Is Experimentation the Key to Effective Market and Policy Decisions?

The Power of Experiments: Decision Making in a Data-Driven World

Michael Luca & Max H. Bazerman

232 pages, The MIT Press, 2020

Filled with charming stories of experiments offering novel solutions to pressing social questions, The Power of Experiments: Decision Making in a Data-Driven World is an enjoyable read that celebrates the power of experimentation to create social change. Authors Michael Luca and Max H. Bazerman, both Harvard Business School professors, advocate experiments that have used randomized controlled trials (RCTs) to test the effects of online experiences on behaviors and choices. They invite readers to become part of “the experimental revolution” through illustrating the significant effects made by the small changes in design—such as an advertisement or a bureaucratic directive—determined by experimentation.

In The Power of Experiments, Luca and Bazerman explain how economists have teamed with psychologists to develop the experimental tools of behavioral economics, with the objective of replacing intuition and guesswork with evidence-based decision-making. They highlight the success stories from experimentation in the government and the tech sectors, and they predict that the experimental approach will soon become common in both for-profit and nonprofit organizations. Experiments, they write, give organizations “a new tool to test ideas and to understand the impact of the products and services they are providing.”

Despite the engaging stories, I found this book unsettling because Luca and Bazerman are never explicit about the book’s big secret: that the problems addressed by the experimental methods they advance are, with only rare exceptions, small-scale. No doubt, experiments with audience behaviors can save advertising dollars, encourage default choices, and show which font sizes and background colors lead to more clicks. But these experiments provide only very limited guidance for solving major social problems.

While the authors are appropriately realistic about where their work fits into the data analysis world, the feeling from this omission is reinforced by the book’s testimonials. For example, University of Chicago professor John A. List’s assertion that the book is a “masterpiece” meant for anyone interested in “understanding policy, behavioral economics, technology, and life itself” suggests a deep discrepancy about the book’s insights. While it is informative to know that a smiley face on an energy-saving message to consumers can influence how they set their thermostat, or that changing the default on participating in a retirement plan can be lucrative, these victories are small in scope—individual, rather than societal. The methodology hardly qualifies for List’s description of the book as part of “the deepest revolution in the social sciences in the past twenty-five years.”

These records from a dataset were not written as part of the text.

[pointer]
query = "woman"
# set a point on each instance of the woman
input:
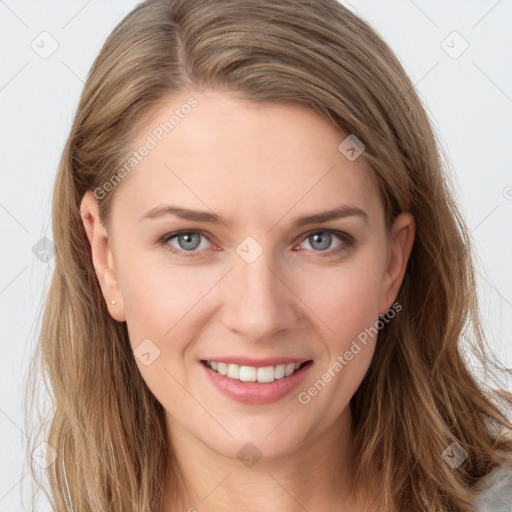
(262, 283)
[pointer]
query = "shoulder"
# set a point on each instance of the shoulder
(493, 493)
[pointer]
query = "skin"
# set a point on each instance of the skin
(259, 167)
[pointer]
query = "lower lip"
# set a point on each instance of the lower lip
(256, 392)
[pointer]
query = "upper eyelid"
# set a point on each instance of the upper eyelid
(307, 234)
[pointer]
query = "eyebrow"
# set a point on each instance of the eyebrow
(340, 212)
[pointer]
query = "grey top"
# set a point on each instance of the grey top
(494, 491)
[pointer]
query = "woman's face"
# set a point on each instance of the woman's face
(251, 280)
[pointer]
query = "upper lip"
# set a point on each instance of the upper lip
(258, 363)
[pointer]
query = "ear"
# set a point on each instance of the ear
(402, 238)
(102, 258)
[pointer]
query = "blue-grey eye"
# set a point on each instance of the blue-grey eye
(188, 241)
(321, 240)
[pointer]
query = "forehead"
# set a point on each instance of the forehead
(244, 159)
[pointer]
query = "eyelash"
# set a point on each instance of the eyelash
(347, 242)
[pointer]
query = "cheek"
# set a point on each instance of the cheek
(346, 300)
(157, 296)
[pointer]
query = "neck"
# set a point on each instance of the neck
(316, 476)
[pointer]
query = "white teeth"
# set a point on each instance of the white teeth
(247, 373)
(252, 374)
(266, 374)
(290, 368)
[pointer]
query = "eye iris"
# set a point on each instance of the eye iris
(320, 235)
(188, 236)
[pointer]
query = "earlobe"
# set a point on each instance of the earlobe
(402, 240)
(102, 258)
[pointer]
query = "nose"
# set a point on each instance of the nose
(259, 302)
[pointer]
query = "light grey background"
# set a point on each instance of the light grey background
(469, 99)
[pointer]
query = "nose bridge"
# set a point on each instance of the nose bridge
(258, 304)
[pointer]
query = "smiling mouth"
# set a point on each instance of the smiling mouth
(262, 374)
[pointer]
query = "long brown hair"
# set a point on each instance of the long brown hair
(420, 394)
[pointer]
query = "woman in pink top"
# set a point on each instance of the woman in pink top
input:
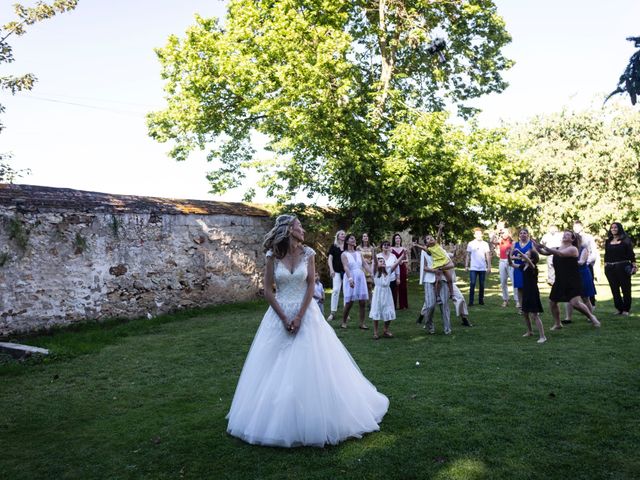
(506, 270)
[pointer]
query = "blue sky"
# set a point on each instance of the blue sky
(83, 126)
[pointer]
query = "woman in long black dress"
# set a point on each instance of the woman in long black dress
(619, 265)
(531, 304)
(568, 283)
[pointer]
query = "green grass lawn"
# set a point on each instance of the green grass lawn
(147, 399)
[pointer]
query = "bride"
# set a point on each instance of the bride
(299, 385)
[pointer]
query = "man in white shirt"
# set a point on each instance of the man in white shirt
(477, 263)
(594, 254)
(551, 239)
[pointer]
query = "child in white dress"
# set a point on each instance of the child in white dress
(382, 307)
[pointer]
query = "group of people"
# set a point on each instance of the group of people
(300, 386)
(363, 275)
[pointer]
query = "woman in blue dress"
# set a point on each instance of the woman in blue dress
(523, 245)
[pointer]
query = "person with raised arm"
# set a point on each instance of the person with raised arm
(567, 286)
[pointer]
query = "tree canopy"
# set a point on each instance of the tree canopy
(25, 16)
(583, 165)
(350, 96)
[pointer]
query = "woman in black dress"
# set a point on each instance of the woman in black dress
(568, 283)
(531, 304)
(619, 265)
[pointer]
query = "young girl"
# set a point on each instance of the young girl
(441, 260)
(318, 293)
(382, 307)
(530, 303)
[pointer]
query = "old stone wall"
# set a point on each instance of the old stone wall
(65, 259)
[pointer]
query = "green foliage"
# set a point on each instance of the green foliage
(333, 86)
(25, 16)
(582, 165)
(18, 233)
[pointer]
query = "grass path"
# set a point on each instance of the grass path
(147, 400)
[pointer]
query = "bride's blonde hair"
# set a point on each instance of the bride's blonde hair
(277, 239)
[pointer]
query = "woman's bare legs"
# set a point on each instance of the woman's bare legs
(536, 317)
(555, 313)
(363, 308)
(345, 313)
(576, 302)
(527, 323)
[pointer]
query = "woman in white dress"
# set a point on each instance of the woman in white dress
(299, 385)
(355, 283)
(382, 306)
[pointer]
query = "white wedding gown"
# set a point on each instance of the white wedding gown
(302, 389)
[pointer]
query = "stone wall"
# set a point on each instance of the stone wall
(68, 256)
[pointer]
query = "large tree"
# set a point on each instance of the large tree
(334, 86)
(25, 16)
(584, 165)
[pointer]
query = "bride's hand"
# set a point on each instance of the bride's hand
(294, 326)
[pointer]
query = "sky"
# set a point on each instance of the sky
(83, 126)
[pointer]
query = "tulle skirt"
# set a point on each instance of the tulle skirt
(302, 389)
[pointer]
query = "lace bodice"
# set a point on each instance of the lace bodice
(291, 287)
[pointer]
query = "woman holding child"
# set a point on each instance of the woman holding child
(401, 298)
(354, 282)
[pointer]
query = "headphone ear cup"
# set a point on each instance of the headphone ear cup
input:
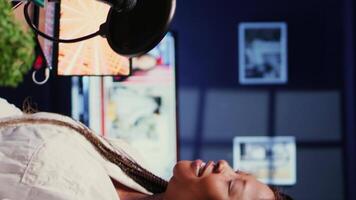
(139, 30)
(129, 5)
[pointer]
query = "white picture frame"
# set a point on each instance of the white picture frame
(262, 53)
(271, 159)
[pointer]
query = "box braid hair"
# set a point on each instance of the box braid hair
(146, 179)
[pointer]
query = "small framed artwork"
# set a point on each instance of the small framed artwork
(271, 159)
(263, 53)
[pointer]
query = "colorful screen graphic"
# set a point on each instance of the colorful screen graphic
(140, 110)
(90, 57)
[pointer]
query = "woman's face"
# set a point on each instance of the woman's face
(214, 181)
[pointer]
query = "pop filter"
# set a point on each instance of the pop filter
(135, 31)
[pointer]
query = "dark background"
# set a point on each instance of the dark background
(316, 106)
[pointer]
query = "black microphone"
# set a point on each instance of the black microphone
(121, 5)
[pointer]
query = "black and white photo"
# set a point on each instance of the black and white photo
(263, 53)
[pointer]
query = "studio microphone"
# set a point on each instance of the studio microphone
(132, 27)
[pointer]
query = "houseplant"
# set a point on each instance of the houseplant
(16, 47)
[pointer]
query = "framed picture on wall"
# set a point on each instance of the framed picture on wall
(271, 159)
(141, 110)
(263, 53)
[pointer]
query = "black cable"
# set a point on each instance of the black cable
(51, 38)
(17, 5)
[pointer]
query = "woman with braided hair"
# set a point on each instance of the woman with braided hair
(45, 156)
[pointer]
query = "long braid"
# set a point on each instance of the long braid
(143, 177)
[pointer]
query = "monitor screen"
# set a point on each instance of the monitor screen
(94, 56)
(141, 110)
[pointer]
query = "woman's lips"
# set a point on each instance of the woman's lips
(201, 167)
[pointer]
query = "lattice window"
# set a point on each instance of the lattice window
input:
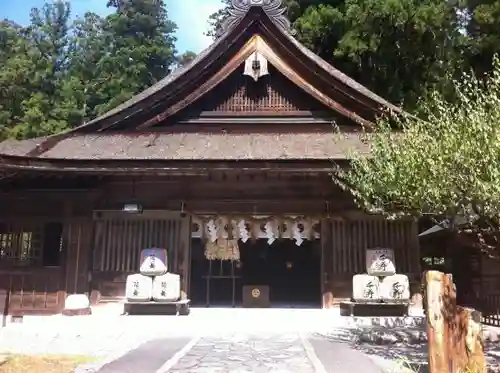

To be fair, Luca and Bazerman do include two examples that demonstrate how experiments are “transforming how businesses and governments make decisions.” The most well-known of them begins their book: the Behavioral Insights Team (BIT), the brainchild that a group of social scientists and British civil servants bore in 2010 “to improve policy and government through the use of behavioral science.” Under the leadership of academic-turned-policy maker David Halpern, the group persuaded Queen Elizabeth II’s tax collectors to allow them to experiment with tweaking the letter that routinely went out to errant taxpayers. After several years and trials comparing reactions to different sample letters, they found that the simple addition of two sentences—“Nine out of ten people in the [United Kingdom] pay their tax on time. You are currently in the very small minority of people who have not paid us yet.”—resulted in the collection of millions of pounds more than the original letter. As news of this triumph spread, BIT quickly became “the talk of the policy town,” according to Luca and Bazerman. Using only a “nudge” to collect substantial amounts of previously unpaid taxes provided a “proof of concept” for the “nudge strategy,” even for the most skeptical politicians.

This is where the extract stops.